Le sapin ne dormit pas de la nuit, car la douleur était trop forte. Il était impossible de décrire à quel point le sapin souffrait. Il savait que c’était trop de souffrance et qu’il allait en mourir. — Faites qu’il y ait un Dieu. Faites que je sois replanté. Pardonnez-moi, mon Dieu, répondez... La prière s’égarait dans la nuit. Il pleurait à l’intérieur tandis que la souffrance continuait, immuable et égale à elle-même, c’est-à-dire identique aux objets présents et cachés.

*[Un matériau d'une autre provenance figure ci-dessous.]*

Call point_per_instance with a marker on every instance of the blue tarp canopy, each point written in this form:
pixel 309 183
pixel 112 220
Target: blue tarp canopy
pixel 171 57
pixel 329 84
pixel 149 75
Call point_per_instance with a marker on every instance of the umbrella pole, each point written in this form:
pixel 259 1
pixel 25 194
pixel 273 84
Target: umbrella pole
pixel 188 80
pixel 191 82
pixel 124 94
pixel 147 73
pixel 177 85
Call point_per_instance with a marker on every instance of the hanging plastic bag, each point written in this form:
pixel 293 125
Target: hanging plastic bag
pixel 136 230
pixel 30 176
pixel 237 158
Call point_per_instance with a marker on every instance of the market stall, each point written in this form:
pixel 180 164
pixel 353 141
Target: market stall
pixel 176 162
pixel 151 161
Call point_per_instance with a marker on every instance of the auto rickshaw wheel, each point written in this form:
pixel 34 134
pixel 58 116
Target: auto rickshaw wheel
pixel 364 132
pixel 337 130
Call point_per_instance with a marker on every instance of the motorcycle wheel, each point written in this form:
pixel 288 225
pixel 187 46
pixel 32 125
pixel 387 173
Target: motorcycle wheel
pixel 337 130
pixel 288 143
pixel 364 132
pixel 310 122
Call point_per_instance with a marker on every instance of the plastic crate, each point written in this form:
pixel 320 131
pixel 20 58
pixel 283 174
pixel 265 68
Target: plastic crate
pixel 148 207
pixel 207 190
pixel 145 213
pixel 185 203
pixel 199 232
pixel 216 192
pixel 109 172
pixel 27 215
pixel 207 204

Le matin fut une horreur. C’était la première fois que le jour se levait sur une vie de souffrance. Comme c’est curieux de souffrir, souffrir, souffrir à longueur de temps. Cela ne sert à rien et plus rien ne sert à rien. Les gens croient toujours que la souffrance finit toujours par servir à quelque chose. Mais c’est faux. Quand la journée allait-elle enfin se terminer pour pouvoir se rendormir et oublier ? Et pourtant, le petit sapin n’était réveillé que depuis quatre minutes. L’horloge comptait chaque seconde et chaque seconde comptait pour une heure.
À midi, quelqu’un s’approcha. C’était un petit garçon portant des lunettes rouges. — S’il te plaît, va demander à tes parents de me replanter, dit le sapin. Le petit garçon donna une chiquenaude sur une des boules rouges. Le bruit lui plut et il recommença. Si bien que la boule rouge tomba sur le carrelage, sans rebondir. Le petit garçon eut peur que ses parents ne le réprimandassent. Mais ils étaient dans la pièce à côté et n’avaient rien entendu. Il remit la boule rouge à sa place et examina le sapin. — Aimerais-tu qu’on t’abandonne dans la forêt, sans tes jambes ? Le petit garçon prit l’une des branches à la base et tira dessus, ce qui fit souffrir le sapin. Comme il forçait en vain, il changea de technique et se mit à tordre la branche. Il fit tant et si bien qu’il réussit à l’arracher. On croit toujours que la souffrance possède un apogée. Mais en réalité, elle peut toujours croître. La souffrance ne connaît pas de limite. Le petit garçon considéra son forfait. Comme il ne savait pas où le cacher, il le jeta au feu. Le sapin contempla l’incinération de sa branche. « C’est donc ainsi que je finirai. Quelle horreur de vivre. Je ne sais même pas s’il vaut mieux mourir dans le feu ou par excès de souffrance. » — Mon Dieu, je vous en supplie, venez-moi en aide.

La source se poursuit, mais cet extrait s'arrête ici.